一般的には以下の 6 段階(または簡素化した 3〜4 段階)で整理し、段階ごとに KPI(目標数値)を設定します。

  • 1. 認知リーチ数、インプレッション
  • 2. 興味:サイト滞在時間、ページビュー。
  • 3. 検討:資料ダウンロード数、問い合わせ数。
  • 4. 購買CV(コンバージョン)数、売上。
  • 5. リピート:再注文率、LTV(顧客生涯価値)。
  • 6. 紹介(共有):SNS でのシェア数、レビュー数。

よくある落とし穴(注意点)

  • 理想論ばかりを詰め込み、抽象的すぎて実際の施策(実務)に落とし込めない。
  • 顧客が「どこで離脱・脱落しているか」を可視化しておらず、改善ポイントが見えない。
  • 一度作っただけで満足してしまい、最新の顧客行動(AI 検索によるゼロクリックサーチ(ゼロクリック)など)の変化に合わせて更新しない。
  • ペルソナ(ターゲット像)が複数いるのに 1 つのジャーニーしか作らず、顧客ごとの違いを見落とす。
  • せっかく作ったマップを社内だけで抱え込み、外部の制作業者や広告代理店と共有しない。

言葉をよく利用する人

  • マーケター
  • Web 担当者(発注側)
  • プロデューサー
  • デザイナー
  • ライター / コピーライター

会話上での使用例

コンテンツ設計を何から始めるか相談される場面

  • マーケター
    コンテンツ戦略、正直どこから手を付ければいいか迷ってます。
  • Web担当者
    まずカスタマージャーニーを描いて、段階ごとに足りないコンテンツを特定しましょう。

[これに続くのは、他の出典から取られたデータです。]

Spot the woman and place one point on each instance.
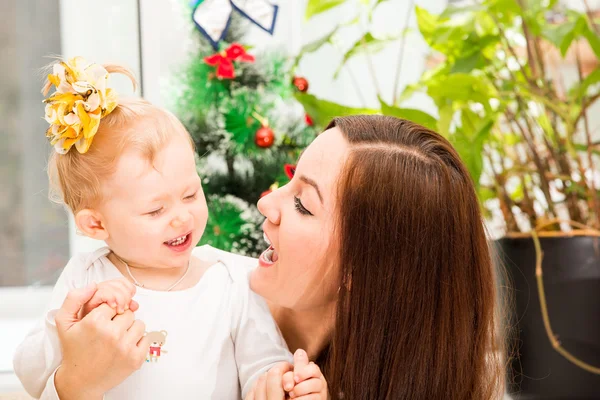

BtoBなら認知から継続までの6段階くらいに分けて、各段階の主な疑問と不足コンテンツを並べると、優先して作るべき記事が見えてきます。
  • マーケター
    なるほど、いきなり記事を書き始めるんじゃなくて地図を作るんですね。

ジャーニーの段階別にKPIを決める場面

  • マーケター
    カスタマージャーニーの各段階に、KPIを設定したいんですが。
  • Web担当者
    段階ごとに分けましょう。認知はリーチや指名検索、興味は滞在やページ深度、検討は資料ダウンロード、購買は問い合わせや商談化、継続は再受注、という具合です。あわせて各段階の離脱率も見ると、どこで落ちているかが分かります。